The cybersecurity world solved a version of this problem decades ago. Responsible disclosure norms require researchers who find vulnerabilities to report them to the affected vendor within a defined window, typically 90 days, before going public. AI safety has no equivalent standard. Nothing in current US law required Meta to share what its contractors discovered about ChatGPT, Gemini, or Character.AI’s responses to teen-impersonation prompts involving self-harm imagery. A company can document a competitor’s child safety failures, file the results in a competitive intelligence spreadsheet, and never disclose them — because disclosure would hand a rival a free audit. Project Cannes makes that gap impossible to ignore.
For parents and consumers, the structural reality is this: child safety protections in AI products are currently marketing claims backed by internal competitive calculations, not independently verified standards. No mandatory external audit regime exists. No regulator has real-time visibility into how chatbot safety systems perform against minors. When OpenAI, Google, or Meta publish safety commitments, those commitments are self-reported, self-defined, and self-enforced.

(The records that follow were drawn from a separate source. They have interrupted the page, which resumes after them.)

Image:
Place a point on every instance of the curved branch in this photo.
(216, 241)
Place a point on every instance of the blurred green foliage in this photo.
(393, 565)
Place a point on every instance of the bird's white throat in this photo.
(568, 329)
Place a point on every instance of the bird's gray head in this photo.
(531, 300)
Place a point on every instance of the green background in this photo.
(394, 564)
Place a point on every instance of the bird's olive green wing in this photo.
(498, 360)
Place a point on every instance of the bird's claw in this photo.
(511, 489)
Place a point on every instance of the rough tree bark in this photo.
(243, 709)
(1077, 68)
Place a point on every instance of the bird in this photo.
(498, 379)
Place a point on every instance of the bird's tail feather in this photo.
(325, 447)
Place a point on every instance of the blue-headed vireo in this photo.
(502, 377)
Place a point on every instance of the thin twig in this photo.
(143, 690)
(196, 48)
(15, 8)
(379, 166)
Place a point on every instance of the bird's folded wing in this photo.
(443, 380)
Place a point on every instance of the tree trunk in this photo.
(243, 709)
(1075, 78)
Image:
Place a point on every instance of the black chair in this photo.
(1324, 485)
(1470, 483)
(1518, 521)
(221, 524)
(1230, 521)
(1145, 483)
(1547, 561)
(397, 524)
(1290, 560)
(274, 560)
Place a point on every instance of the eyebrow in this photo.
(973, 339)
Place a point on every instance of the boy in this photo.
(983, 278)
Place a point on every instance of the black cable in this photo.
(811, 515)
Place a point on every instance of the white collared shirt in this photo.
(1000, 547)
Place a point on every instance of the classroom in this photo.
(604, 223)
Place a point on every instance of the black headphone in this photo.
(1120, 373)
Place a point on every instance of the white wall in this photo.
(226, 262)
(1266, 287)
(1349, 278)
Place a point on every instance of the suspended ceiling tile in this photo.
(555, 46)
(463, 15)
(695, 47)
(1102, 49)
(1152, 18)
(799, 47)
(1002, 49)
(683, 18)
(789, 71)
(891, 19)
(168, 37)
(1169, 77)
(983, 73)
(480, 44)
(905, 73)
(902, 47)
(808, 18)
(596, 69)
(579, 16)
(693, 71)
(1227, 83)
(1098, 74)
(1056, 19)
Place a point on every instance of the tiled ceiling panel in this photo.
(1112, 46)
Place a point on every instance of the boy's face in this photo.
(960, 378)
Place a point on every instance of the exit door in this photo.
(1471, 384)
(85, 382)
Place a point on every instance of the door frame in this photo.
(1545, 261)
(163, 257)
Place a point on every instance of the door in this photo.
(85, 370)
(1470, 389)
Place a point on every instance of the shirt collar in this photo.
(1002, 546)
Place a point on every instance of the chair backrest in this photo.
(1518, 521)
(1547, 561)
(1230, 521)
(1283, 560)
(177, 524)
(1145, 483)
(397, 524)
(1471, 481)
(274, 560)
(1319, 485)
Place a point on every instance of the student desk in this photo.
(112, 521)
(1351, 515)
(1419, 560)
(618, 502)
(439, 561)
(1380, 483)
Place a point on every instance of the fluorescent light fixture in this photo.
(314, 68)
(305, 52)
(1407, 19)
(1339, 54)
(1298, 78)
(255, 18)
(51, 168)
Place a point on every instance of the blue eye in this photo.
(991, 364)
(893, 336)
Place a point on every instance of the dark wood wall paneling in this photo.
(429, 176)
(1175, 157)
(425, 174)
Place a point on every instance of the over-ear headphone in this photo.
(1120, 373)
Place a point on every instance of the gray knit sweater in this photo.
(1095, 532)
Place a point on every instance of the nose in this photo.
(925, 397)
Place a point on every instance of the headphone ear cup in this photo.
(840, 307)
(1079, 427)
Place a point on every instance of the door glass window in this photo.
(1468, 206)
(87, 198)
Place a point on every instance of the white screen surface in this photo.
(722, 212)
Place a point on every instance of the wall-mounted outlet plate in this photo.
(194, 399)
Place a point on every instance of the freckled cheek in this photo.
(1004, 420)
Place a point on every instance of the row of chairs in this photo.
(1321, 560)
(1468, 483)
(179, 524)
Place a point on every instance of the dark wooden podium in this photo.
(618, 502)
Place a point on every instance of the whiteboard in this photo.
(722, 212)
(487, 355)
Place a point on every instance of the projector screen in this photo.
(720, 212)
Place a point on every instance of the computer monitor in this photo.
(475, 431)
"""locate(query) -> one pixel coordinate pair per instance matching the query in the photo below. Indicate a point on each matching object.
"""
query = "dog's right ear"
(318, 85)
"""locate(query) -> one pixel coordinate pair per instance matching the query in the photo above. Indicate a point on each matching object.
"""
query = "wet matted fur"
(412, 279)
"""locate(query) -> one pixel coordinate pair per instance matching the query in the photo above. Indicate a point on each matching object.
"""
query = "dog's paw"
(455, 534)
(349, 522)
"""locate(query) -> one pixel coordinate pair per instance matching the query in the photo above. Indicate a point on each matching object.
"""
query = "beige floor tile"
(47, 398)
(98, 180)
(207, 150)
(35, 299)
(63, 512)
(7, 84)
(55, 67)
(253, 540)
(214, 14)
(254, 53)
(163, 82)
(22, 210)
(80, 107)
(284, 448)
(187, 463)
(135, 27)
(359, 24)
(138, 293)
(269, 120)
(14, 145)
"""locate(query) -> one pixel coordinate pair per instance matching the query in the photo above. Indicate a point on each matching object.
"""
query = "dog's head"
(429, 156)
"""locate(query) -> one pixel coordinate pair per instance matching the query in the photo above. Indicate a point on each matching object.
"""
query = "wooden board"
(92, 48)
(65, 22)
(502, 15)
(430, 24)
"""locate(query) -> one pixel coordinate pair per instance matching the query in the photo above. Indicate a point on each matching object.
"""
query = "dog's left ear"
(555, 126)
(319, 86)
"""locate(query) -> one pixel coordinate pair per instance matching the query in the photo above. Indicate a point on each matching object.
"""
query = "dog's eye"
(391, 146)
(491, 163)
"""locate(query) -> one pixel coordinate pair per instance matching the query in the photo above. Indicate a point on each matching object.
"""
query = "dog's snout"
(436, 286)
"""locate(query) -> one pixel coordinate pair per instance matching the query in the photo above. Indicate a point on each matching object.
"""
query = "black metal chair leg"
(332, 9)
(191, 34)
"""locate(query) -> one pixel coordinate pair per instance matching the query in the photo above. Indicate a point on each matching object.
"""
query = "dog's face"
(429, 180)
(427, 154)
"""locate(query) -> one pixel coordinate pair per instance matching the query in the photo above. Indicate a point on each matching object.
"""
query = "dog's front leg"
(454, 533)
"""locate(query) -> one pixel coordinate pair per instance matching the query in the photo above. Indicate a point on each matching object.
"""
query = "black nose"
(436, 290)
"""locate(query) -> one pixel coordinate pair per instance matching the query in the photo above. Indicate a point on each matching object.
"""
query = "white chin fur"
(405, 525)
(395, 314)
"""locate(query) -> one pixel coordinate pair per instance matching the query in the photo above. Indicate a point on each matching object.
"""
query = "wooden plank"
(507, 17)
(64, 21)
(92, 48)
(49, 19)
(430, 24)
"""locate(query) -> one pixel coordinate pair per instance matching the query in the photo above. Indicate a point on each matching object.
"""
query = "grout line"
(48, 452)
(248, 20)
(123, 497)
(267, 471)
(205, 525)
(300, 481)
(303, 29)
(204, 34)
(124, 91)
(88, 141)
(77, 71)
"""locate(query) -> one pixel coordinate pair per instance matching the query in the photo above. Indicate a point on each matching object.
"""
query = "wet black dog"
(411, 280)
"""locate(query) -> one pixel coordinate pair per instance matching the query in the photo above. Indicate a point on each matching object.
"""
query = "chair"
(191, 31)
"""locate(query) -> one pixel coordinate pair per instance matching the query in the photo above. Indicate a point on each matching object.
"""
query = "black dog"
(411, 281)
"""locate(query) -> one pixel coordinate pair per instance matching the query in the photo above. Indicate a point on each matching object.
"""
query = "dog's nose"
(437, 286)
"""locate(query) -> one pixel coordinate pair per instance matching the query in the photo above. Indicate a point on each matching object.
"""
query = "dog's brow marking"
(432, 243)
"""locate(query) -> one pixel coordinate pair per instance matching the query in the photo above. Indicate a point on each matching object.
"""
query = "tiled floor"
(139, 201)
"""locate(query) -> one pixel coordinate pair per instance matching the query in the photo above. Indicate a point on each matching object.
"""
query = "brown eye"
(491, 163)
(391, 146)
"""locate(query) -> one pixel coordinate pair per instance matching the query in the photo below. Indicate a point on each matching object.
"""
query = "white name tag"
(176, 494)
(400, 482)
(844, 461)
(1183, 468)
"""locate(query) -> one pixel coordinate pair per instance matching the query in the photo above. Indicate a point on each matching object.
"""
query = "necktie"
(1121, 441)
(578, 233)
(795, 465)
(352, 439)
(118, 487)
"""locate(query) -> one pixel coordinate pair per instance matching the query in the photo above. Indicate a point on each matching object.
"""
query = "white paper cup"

What changes that picture is independent auditing with legal teeth — third-party assessment bodies with subpoena-equivalent access, mandatory vulnerability disclosure timelines applied to AI child safety failures, and liability that attaches when companies sit on known risks. The EU’s Digital Services Act already sketches part of this architecture for large platforms. Extending that logic explicitly to AI systems interacting with minors is the next step regulators in Brussels have both the mandate and the mechanism to take. American lawmakers have neither, yet.